This makes no sense. Nanotechnology has a high probability of development for tech-civs (since it is useful). Sentient-AI should also develop unless actively prevented due to the dangers it may pose. In any case non-sentient AI is better for "reconstruction"/"revenge" than sentient AI since sentient AI can change its program. If you want to impose these restrictions, you probably need a fundamentally different universe with different physical laws (to make nanotech or AI very difficult).
> GBurch1@aol.com said:
>
> Not fair, Billy. If I can't use nanotech and at least minimal AI, I can't
> wipe out the target. WIth them, I think I can.
>
You can probably wipe out the "primary" target(s), but unless you want to remain on the run for the next ump-teen billion years, you have to do atomic disassembly, radiation inactivation or temporal-spatial removal of *ALL* possible revenger-bots in the system. Since a revenger-bot can probably be on the order of a few microns cubed and you easily have trillions of them in suspend mode. Eliminating them is very difficult. Atomic disassembly/irradiation take lots of energy and time. Temporal-spatial removal (by importing black holes) probably generates gravity waves that provide advance warning.

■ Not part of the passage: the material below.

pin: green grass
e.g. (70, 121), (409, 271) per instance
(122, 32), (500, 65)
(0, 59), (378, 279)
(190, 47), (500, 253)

The challenge does lead to another interesting question:
What is the most "defensible" architecture for an SI?
I would argue that it is the most "dispersed"/"stealthy" configuration. That would seem to imply that the most "natural" (unengineered) systems are those that would provide the greatest protection. There would be nanotech micro-SIs scattered all over the solar system being very careful to make all energy absorption & emissions look natural (e.g. heat from the gravitational collapse of Jupiter or a planet's molten core). Communications would have to be low-energy, directed and as white-noise-like as possible. It is clear that there is a trade-off between maximal intelligence and minimal detectability.
There must be an interesting divergence point in the development of SIs/ETCs where they decide to go the visible/stealth route. If you are "visible", you want to have available huge energy stores, massive seek-and-destroy capabilities, revenger-bots for may parsecs around your stars/worlds, etc. If you are "stealthy", you want to develop slowly, leaving things just as they would normally appear to an outside observer.